#!/usr/bin/env python3
"""
Validation script for URIBurner SPARQL Agent Skill.

Validates:
- SKILL.md frontmatter (name, description)
- Directory structure (scripts/, references/, assets/)
- Reference file presence and content quality
- YAML format compliance
- Markdown syntax
"""

import os
import sys
import re
import yaml
from pathlib import Path

class SkillValidator:
    def __init__(self, skill_path):
        self.skill_path = Path(skill_path)
        self.errors = []
        self.warnings = []
        self.info = []
        
    def validate(self):
        """Run all validations."""
        self._check_directory_structure()
        self._validate_skill_md()
        self._check_reference_files()
        self._check_script_files()
        return self._report()
    
    def _check_directory_structure(self):
        """Verify required and optional directories exist."""
        if not self.skill_path.exists():
            self.errors.append(f"Skill path does not exist: {self.skill_path}")
            return
        
        if not self.skill_path.is_dir():
            self.errors.append(f"Skill path is not a directory: {self.skill_path}")
            return
        
        self.info.append(f"✓ Skill directory found: {self.skill_path}")
        
        # Check for SKILL.md
        skill_md = self.skill_path / "SKILL.md"

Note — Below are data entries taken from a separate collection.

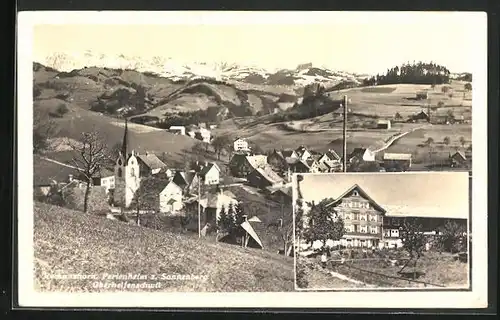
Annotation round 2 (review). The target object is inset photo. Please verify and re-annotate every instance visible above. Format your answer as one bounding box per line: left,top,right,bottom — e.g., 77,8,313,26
293,172,472,291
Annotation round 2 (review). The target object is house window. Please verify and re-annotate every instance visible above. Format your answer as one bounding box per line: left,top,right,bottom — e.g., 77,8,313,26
352,211,359,220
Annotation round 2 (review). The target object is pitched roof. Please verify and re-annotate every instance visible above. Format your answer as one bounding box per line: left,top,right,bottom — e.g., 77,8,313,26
137,153,166,170
384,152,411,160
328,184,386,213
294,171,469,219
349,148,367,158
200,163,220,176
33,156,78,186
255,166,283,184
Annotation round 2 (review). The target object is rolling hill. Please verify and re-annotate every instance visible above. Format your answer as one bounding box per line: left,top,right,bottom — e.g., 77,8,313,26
40,50,366,86
34,203,294,292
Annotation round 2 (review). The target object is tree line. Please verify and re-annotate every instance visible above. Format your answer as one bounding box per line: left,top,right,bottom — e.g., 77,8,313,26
363,61,450,86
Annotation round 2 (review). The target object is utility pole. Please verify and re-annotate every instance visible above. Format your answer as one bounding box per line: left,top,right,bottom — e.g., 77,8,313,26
342,96,347,172
196,173,201,238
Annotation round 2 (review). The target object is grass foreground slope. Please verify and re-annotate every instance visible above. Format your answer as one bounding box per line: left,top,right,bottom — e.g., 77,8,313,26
34,203,293,292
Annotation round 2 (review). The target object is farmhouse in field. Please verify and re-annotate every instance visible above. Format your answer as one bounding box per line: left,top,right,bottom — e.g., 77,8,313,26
33,156,80,199
449,151,469,168
200,162,220,185
247,166,284,189
416,91,429,100
377,120,391,130
349,148,375,163
219,219,264,249
172,170,199,193
384,152,412,171
195,189,238,226
159,180,184,214
233,138,250,152
409,110,431,122
229,153,267,178
300,172,470,251
168,126,186,136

        if not skill_md.exists():
            self.errors.append("SKILL.md not found in skill root directory")
            return
        self.info.append("✓ SKILL.md present")
        
        # Check optional directories
        for dirname in ["scripts", "references", "assets"]:
            dirpath = self.skill_path / dirname
            if dirpath.exists() and dirpath.is_dir():
                self.info.append(f"✓ {dirname}/ directory present")
            else:
                self.warnings.append(f"Optional directory not found: {dirname}/")
    
    def _validate_skill_md(self):
        """Validate SKILL.md frontmatter and content."""

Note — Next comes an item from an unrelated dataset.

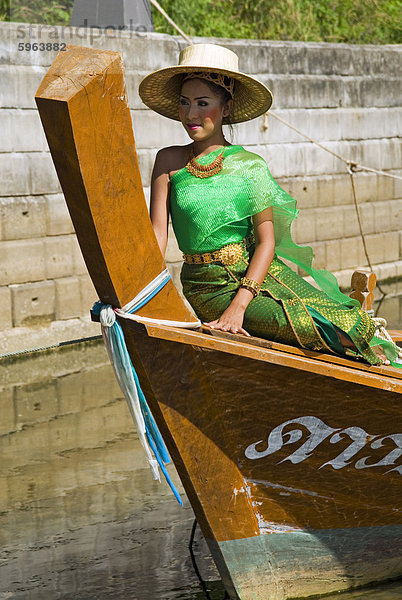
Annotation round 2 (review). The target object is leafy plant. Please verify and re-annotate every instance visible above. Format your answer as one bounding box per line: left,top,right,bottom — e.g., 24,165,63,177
0,0,402,44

        skill_md = self.skill_path / "SKILL.md"
        
        try:
            with open(skill_md, 'r', encoding='utf-8') as f:
                content = f.read()
        except Exception as e:
            self.errors.append(f"Cannot read SKILL.md: {e}")
            return
        
        # Extract frontmatter
        if not content.startswith("---"):
            self.errors.append("SKILL.md does not start with '---' frontmatter marker")
            return
        
        try:
            frontmatter_end = content.find("\n---\n")

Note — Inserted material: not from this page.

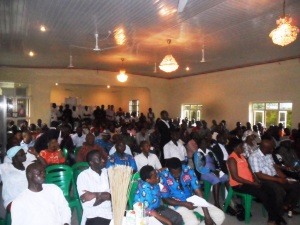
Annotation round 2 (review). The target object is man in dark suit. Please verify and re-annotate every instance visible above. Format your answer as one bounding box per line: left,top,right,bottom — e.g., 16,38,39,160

            if frontmatter_end == -1:
                self.errors.append("SKILL.md frontmatter is not properly closed")
                return
            
            frontmatter_str = content[3:frontmatter_end]
            frontmatter = yaml.safe_load(frontmatter_str)
            
            if not isinstance(frontmatter, dict):
                self.errors.append("SKILL.md frontmatter is not valid YAML")
                return
            
            self.info.append("✓ SKILL.md frontmatter is valid YAML")
            
        except yaml.YAMLError as e:
            self.errors.append(f"SKILL.md frontmatter YAML error: {e}")
            return
        
        # Validate required frontmatter fields
        if "name" not in frontmatter:
            self.errors.append("SKILL.md frontmatter missing 'name' field")
        else:
            name = frontmatter["name"]
            if not isinstance(name, str) or len(name.strip()) == 0:
                self.errors.append("SKILL.md 'name' field must be a non-empty string")
            else:
                self.info.append(f"✓ Skill name: {name}")
        
        if "description" not in frontmatter:
            self.errors.append("SKILL.md frontmatter missing 'description' field")
        else:
            desc = frontmatter["description"]
            if not isinstance(desc, str) or len(desc.strip()) == 0:
                self.errors.append("SKILL.md 'description' field must be a non-empty string")
            elif len(desc) < 50:
                self.warnings.append(f"SKILL.md description is quite short ({len(desc)} chars); consider expanding")
            else:
                self.info.append(f"✓ Description: {len(desc)} chars")
        
        # Check for license field (optional but recommended)
        if "license" not in frontmatter:
            self.warnings.append("SKILL.md frontmatter missing optional 'license' field")
        
        # Validate markdown body
        body = content[frontmatter_end + 5:]
        if len(body.strip()) < 100:
            self.warnings.append("SKILL.md body is very short; consider adding more guidance")
        else:
            self.info.append(f"✓ SKILL.md body: {len(body)} chars")
        
        # Check for required sections
        required_sections = ["Quick Start", "Workflow"]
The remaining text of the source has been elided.